Flowfile: For Developers

Welcome to the developer documentation for Flowfile. This is the home for anyone who wants to contribute to the platform or understand its internal architecture.

Looking to use the Python API?

If you want to use Flowfile's Python API to build data pipelines, check out the Python API User Guide. This developer section focuses on Flowfile's internal architecture and design philosophy.

The Core Philosophy: Code and UI are the Same Thing

Flowfile is built on an architecture where the Python API and the visual editor are two interfaces to the exact same underlying objects: the FlowGraph and its FlowNodes.

When you write df.filter(...), you programmatically construct a FlowNode and attach it to the FlowGraph. When a user drags a "Filter" node in the UI, they create the identical object. This dual interface philosophy means your work is never locked into one paradigm.

FlowGraph: The central orchestrator that holds the complete definition of your pipeline—every node, setting, and connection.
FlowNode: An individual, executable step in your pipeline that wraps settings and logic.
FlowDataEngine: A smart wrapper around a Polars LazyFrame that carries the data and its schema between nodes.

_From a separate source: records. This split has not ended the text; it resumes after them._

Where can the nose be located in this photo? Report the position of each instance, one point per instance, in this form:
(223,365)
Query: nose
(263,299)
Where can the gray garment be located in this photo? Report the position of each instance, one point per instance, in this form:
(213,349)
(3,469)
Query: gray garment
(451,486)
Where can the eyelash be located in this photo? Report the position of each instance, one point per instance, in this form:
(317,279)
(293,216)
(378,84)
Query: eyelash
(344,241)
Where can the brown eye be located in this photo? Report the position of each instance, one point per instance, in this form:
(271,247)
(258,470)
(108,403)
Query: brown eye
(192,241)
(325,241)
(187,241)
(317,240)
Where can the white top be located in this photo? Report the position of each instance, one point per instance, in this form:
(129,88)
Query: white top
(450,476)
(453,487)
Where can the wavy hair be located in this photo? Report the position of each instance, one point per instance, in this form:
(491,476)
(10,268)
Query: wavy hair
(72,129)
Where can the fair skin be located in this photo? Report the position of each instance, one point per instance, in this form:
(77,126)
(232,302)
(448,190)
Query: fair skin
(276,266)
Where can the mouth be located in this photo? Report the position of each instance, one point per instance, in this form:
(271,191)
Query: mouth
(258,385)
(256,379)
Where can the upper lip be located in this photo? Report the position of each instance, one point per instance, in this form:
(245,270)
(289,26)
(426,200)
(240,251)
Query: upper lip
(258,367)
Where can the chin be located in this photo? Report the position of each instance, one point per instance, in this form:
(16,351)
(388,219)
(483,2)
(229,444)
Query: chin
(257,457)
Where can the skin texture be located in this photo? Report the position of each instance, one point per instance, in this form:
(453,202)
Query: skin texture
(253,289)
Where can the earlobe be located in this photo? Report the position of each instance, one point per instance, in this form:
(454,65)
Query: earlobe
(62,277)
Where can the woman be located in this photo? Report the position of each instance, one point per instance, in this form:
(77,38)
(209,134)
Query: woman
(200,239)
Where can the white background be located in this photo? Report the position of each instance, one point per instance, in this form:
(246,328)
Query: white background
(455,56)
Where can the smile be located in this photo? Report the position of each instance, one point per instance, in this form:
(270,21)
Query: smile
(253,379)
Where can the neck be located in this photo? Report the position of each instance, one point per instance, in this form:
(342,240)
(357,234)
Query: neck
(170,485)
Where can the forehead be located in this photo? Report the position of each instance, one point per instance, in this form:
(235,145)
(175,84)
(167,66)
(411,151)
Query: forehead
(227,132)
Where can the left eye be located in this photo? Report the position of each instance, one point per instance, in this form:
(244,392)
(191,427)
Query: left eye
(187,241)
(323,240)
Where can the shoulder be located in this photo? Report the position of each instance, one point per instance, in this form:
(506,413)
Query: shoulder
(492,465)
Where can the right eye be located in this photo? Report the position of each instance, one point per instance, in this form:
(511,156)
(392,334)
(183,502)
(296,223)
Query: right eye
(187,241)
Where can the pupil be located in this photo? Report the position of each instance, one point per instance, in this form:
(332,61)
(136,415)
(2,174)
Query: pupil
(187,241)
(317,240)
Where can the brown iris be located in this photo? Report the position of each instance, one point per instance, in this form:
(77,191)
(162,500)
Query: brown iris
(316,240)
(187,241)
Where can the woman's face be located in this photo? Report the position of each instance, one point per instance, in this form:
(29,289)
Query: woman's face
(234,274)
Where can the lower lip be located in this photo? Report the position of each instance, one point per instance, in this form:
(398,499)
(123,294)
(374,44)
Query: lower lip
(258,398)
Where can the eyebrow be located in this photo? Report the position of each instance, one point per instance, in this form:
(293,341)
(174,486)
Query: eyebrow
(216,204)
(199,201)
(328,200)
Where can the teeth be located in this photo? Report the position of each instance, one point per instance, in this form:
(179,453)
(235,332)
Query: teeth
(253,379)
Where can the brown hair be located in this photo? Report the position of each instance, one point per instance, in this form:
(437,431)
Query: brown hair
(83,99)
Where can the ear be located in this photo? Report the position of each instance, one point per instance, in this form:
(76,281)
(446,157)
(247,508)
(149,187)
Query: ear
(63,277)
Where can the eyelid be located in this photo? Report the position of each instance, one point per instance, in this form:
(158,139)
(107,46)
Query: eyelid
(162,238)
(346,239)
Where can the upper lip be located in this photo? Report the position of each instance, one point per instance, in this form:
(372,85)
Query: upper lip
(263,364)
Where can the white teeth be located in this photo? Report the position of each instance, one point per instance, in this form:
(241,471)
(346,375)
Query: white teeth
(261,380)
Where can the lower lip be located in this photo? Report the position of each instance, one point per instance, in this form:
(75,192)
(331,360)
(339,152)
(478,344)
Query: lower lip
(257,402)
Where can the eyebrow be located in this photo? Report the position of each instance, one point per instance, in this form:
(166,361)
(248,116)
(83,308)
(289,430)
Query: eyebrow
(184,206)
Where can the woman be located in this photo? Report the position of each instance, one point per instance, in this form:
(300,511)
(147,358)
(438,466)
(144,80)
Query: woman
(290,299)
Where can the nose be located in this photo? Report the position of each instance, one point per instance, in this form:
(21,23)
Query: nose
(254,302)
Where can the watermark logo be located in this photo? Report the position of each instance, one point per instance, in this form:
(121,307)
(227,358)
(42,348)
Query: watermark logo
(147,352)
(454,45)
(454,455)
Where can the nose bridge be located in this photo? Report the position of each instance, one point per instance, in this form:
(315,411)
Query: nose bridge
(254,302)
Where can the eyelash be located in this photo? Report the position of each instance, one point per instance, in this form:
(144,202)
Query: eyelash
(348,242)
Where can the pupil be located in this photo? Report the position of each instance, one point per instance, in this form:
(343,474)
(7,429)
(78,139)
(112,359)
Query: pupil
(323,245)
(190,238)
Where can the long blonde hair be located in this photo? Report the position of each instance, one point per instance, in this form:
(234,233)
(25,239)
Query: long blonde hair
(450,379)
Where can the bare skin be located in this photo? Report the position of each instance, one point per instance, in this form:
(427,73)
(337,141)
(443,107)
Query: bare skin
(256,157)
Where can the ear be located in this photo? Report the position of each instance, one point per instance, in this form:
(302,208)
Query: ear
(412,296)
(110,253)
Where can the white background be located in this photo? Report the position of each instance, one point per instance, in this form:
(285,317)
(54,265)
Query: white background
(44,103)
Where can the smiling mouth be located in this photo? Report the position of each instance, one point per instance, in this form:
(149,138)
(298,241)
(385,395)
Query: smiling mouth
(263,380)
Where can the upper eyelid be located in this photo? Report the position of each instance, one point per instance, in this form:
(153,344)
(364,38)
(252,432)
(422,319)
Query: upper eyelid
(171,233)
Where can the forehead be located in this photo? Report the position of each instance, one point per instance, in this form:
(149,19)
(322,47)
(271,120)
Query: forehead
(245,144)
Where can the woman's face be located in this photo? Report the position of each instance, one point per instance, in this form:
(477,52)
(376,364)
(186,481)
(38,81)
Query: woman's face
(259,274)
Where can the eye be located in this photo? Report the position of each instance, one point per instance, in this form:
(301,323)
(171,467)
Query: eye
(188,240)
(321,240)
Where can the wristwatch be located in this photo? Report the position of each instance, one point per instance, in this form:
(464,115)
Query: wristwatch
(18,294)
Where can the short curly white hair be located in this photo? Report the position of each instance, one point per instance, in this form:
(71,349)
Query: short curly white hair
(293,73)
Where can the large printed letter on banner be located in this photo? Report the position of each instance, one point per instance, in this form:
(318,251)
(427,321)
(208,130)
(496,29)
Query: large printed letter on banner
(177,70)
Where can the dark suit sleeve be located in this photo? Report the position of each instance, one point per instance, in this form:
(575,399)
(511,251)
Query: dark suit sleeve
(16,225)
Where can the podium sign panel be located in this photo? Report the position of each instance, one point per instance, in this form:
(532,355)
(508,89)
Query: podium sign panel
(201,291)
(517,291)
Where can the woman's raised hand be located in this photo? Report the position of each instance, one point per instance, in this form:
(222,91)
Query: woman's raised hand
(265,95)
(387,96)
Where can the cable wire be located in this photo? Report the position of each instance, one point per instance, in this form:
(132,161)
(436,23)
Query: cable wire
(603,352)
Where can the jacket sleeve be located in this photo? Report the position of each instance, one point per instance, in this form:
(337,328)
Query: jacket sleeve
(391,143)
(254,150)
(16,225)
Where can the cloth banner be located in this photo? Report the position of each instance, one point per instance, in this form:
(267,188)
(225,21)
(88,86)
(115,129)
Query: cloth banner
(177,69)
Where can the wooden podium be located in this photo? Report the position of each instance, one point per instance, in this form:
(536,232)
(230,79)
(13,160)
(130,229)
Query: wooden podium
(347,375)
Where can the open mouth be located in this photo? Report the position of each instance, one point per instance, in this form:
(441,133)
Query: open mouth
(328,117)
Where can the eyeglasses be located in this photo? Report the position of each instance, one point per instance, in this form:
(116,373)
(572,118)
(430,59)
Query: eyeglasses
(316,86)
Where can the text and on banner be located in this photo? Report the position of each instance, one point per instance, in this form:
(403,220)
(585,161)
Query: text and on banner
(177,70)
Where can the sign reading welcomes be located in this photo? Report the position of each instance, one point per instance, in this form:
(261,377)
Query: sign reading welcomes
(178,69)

Learn more about this in our Dual Interface Philosophy guide.

Getting Started with Development

1. Prerequisites

To contribute to Flowfile, you should be familiar with:

Required Knowledge: Python 3.10+, and a basic familiarity with Polars or Pandas.
Helpful Knowledge: Experience with Polars LazyFrames, Directed Acyclic Graphs (DAGs), and Pydantic.

2. Set Up Your Environment

Before diving in, clone the repository and install the dependencies using Poetry:

# For development/contributing
git clone [https://github.com/edwardvaneechoud/Flowfile](https://github.com/edwardvaneechoud/Flowfile)
cd Flowfile
poetry install

3. See It in Action: A Quick Example

The following code builds a data pipeline using the Python API. This same pipeline can be generated visually in the UI.

import flowfile as ff
from flowfile import col

# Create a FlowFrame from a local CSV
df = ff.read_csv("sales_data.csv", description="Load raw sales data")

# Build a transformation pipeline with a familiar, chainable API
processed_sales = (
    df.filter(col("amount") > 100, description="Filter for significant sales")
    .with_columns(
        (col("quantity") * col("price")).alias("total_revenue")
    )
    .group_by("region", description="Aggregate sales by region")
    .agg(
        col("total_revenue").sum()
    )
)

# Get your results as a Polars DataFrame
results_df = processed_sales.collect()
print(results_df)

Documentation Guides

Core Architecture: A deep dive into how FlowGraph, FlowNode, and FlowDataEngine work together.
Technical Architecture: An overview of the system design, including the three-service architecture and performance optimizations.
Python API Reference: The complete, auto-generated API reference for all core classes and methods.
Visual UI Integration: Learn how to launch and control the visual editor from Python.

Contributing to Flowfile

We welcome contributions! Adding a new node requires changes across the stack:

Backend: You'll need to define Pydantic setting models, implement the transformation logic in the FlowDataEngine, and register the new node in the FlowGraph.
Frontend: Currently, you must also manually create a Vue component for the node's configuration form in the visual editor.

For a more detailed breakdown, please read the Contributing section in our Design Philosophy guide.